According to the U.S. Travel Association, travel and tourism generates more than $2.1 trillion in revenue, including $148 billion in direct taxes to federal, state and local governments, and helps support more than 15 million jobs in the U.S. According to the latest statistics, about 77.5 million visitors traveled to the U.S. in 2015.
This is especially significant for Hawaii’s economy. According to Hawaii’s Tourism Authority, the state received more than 8.9 million visitors in 2016, resulting in more than $1.8 billion in state tax revenue.
The president’s first travel ban executive order prevented people from seven predominately Muslim countries from entering the United States for 90 days. The Ninth Circuit temporarily struck it down concluding it likely violated the due process rights of lawful permanent residents, non-immigrant visa holders and refugees.

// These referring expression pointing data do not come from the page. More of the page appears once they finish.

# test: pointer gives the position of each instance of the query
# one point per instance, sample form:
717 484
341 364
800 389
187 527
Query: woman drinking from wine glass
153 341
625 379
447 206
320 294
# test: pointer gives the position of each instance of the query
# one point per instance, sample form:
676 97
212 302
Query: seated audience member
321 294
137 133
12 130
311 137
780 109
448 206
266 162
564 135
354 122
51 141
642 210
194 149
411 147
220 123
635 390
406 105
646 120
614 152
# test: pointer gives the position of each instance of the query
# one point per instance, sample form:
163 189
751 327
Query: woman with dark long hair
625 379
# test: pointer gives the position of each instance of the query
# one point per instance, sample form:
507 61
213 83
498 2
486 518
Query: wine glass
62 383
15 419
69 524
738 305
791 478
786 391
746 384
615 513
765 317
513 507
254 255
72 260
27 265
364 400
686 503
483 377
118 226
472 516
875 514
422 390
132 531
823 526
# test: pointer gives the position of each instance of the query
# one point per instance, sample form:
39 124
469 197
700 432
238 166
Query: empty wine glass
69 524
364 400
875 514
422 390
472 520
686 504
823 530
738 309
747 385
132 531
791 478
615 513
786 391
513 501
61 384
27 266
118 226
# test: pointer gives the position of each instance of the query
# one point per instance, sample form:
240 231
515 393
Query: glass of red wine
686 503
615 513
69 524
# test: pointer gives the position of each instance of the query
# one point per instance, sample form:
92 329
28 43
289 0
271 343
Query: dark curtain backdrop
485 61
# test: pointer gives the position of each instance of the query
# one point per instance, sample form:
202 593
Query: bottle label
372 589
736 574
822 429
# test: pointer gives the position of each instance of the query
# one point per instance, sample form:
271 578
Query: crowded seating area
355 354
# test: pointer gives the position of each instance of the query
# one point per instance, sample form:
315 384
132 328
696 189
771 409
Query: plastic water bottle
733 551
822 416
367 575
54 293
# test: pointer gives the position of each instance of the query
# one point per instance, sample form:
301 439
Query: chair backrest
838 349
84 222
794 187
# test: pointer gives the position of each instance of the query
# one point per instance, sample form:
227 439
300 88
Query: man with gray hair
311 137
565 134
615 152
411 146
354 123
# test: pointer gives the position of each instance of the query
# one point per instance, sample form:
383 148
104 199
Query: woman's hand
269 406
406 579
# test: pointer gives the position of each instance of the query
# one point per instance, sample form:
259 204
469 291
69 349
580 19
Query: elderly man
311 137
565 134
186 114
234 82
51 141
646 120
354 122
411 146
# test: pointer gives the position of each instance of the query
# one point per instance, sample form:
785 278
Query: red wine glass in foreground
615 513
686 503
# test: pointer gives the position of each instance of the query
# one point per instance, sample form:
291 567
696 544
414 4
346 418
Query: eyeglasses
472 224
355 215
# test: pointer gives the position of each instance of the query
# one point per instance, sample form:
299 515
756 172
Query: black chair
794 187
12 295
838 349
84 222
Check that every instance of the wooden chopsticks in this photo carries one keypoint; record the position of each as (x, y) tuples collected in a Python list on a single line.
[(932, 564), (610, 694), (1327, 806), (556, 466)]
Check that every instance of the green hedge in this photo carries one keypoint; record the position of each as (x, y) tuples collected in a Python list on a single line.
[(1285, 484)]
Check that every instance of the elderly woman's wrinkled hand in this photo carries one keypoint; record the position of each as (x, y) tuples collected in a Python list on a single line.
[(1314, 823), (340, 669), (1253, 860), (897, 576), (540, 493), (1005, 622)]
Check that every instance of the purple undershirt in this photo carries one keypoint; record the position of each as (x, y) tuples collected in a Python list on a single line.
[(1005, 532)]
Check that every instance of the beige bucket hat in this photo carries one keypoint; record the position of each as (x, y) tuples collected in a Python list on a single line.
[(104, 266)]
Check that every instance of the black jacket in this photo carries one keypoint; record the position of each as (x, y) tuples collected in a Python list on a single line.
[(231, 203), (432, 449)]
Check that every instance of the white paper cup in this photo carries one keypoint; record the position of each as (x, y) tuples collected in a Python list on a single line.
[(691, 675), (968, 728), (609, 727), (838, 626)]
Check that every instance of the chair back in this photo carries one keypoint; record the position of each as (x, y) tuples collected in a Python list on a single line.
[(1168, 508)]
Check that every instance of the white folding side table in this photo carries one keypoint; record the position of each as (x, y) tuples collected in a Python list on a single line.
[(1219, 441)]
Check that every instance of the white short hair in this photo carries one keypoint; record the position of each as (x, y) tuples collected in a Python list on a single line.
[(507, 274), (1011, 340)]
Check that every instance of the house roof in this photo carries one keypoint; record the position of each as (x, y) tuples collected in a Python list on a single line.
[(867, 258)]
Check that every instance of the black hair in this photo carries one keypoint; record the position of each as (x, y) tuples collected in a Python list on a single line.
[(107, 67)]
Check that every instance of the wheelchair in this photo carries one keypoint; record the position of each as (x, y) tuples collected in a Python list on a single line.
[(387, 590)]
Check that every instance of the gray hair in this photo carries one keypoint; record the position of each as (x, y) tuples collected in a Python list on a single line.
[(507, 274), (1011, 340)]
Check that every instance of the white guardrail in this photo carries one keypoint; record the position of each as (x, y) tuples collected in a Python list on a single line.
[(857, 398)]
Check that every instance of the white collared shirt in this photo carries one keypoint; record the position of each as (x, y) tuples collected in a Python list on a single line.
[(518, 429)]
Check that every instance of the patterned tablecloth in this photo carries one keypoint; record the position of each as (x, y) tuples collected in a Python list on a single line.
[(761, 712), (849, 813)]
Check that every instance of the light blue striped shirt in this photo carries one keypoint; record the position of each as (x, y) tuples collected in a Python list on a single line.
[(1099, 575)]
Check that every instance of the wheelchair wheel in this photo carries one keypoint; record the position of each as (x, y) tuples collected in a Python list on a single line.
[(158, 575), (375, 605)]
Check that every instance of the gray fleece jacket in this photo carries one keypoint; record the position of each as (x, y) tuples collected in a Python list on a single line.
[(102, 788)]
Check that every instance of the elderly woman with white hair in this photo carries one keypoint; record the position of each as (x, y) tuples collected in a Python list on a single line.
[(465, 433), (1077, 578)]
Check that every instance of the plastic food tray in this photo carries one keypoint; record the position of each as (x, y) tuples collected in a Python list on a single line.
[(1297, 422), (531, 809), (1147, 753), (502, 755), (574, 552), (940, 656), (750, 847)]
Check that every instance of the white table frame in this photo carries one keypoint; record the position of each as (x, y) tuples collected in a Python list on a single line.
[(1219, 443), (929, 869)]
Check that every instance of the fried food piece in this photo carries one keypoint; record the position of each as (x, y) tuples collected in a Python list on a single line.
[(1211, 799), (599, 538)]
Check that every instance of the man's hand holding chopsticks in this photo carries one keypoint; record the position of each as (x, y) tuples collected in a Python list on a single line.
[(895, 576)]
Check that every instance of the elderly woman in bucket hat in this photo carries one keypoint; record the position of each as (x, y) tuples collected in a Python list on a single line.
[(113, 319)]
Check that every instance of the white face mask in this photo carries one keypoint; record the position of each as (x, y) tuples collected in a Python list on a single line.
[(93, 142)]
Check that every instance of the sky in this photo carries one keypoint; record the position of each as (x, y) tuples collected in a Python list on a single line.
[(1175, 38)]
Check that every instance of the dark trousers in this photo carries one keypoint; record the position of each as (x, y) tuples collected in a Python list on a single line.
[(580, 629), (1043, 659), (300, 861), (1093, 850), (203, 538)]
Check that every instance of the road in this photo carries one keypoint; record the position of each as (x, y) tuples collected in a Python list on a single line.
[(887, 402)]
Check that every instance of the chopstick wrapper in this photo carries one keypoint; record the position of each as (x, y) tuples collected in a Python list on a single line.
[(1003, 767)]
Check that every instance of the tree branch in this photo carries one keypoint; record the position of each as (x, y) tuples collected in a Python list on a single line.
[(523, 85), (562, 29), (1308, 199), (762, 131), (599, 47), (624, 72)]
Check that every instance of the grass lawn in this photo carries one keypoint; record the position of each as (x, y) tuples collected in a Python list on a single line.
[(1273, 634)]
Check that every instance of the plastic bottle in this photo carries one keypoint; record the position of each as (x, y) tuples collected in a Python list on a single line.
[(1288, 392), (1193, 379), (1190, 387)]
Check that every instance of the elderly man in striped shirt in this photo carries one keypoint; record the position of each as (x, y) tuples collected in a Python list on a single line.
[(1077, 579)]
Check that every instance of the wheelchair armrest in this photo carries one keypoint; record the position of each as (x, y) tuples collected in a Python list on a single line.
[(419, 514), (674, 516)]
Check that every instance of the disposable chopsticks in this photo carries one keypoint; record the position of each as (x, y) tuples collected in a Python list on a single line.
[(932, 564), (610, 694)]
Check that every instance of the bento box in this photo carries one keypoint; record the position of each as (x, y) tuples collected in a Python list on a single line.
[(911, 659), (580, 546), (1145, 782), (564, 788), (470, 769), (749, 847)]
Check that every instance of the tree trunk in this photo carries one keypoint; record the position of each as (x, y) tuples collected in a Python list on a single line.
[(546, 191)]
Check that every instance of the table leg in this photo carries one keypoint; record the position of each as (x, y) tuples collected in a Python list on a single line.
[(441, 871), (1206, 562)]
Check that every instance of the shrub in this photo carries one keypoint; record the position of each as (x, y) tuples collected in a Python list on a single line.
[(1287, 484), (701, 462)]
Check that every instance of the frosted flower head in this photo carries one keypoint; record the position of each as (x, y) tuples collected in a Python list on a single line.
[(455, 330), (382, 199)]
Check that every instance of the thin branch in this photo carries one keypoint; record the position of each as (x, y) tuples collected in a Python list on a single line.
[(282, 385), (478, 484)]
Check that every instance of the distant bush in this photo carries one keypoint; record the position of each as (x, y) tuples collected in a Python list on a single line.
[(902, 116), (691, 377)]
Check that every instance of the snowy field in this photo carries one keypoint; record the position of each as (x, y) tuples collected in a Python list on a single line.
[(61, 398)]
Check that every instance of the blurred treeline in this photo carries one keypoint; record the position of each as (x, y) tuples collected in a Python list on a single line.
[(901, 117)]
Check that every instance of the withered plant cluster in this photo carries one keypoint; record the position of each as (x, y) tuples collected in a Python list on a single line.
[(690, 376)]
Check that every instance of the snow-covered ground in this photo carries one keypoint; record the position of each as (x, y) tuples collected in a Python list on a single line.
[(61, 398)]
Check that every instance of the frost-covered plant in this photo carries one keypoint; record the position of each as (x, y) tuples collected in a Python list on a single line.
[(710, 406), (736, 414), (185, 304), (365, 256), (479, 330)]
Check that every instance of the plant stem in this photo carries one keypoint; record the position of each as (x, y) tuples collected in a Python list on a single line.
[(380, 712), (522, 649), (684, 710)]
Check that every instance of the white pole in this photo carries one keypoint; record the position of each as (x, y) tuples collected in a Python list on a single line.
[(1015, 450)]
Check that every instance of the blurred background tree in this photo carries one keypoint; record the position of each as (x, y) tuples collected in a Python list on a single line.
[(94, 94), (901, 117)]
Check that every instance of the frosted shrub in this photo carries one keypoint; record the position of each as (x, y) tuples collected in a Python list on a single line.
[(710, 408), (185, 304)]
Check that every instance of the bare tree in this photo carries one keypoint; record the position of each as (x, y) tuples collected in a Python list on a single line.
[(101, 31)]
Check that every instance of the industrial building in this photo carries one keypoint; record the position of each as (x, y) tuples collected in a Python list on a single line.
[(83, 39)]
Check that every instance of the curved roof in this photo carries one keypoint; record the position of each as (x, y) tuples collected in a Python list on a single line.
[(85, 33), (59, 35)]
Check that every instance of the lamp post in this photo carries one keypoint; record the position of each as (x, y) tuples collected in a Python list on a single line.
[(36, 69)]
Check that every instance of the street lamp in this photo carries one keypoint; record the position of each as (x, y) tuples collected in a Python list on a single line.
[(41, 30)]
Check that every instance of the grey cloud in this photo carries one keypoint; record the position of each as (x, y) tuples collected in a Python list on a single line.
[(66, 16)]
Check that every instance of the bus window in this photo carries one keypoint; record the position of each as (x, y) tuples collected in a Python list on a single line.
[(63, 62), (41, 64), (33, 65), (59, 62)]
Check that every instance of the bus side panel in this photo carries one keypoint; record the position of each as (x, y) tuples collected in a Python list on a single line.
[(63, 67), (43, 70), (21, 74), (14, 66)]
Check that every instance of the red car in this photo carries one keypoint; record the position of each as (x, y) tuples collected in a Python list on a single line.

The second executive order prevents people from six predominately Muslim countries from entering the United States for 90 days but only applies to new visa applicants and allows for case-by-case waivers.
Both decisions conclude that the second executive order likely violates the Establishment Clause because it was intended to prevent people from entering the United States on the basis of religion. The Establishment Clause prevents the government from preferring one religion over another. To that end, laws must have a secular purpose.
Derrick Watson, U.S. District Court judge in Hawaii, reasoned that “a reasonable, objective observer—enlightened by the specific historical context, contemporaneous public statements, and specific sequences of events leading to its issuance” would conclude the executive order was intended to disfavor Muslims despite its “stated, religiously neutral purpose.” More specifically, the court relied on numerous statements made by the president himself indicating he wanted a “Muslim ban.”
Theodore Chuang, U.S. District Court judge in Maryland, stated a similar analysis in his decision. However, he spends more time dismissing the notion that national security concerns were the real reason for the travel ban.
“The fact that the White House took the highly irregular step of first introducing the travel ban without receiving the input and judgment of the relevant national security agencies strongly suggests that the religious purpose was primary, and the national security purpose, even if legitimate, is a secondary post hoc rationale,” Chuang said.
Trump will appeal both rulings to the Ninth and Fourth Circuits, respectively.
In a recent press conference, the White House confirmed that the president would like to take this travel ban (and the first one) all the way to the Supreme Court.
On March 15, 2017, the full Ninth Circuit issued an opinion stating that it would not rehear the case regarding the first travel ban. Five Ninth Circuit judges dissented from this decision, concluding that the first travel ban was “well within the powers of the presidency.”
If the president appeals the Hawaii ruling to the Ninth Circuit, it is possible that the three-judge panel could include between zero and three of these dissenting judges.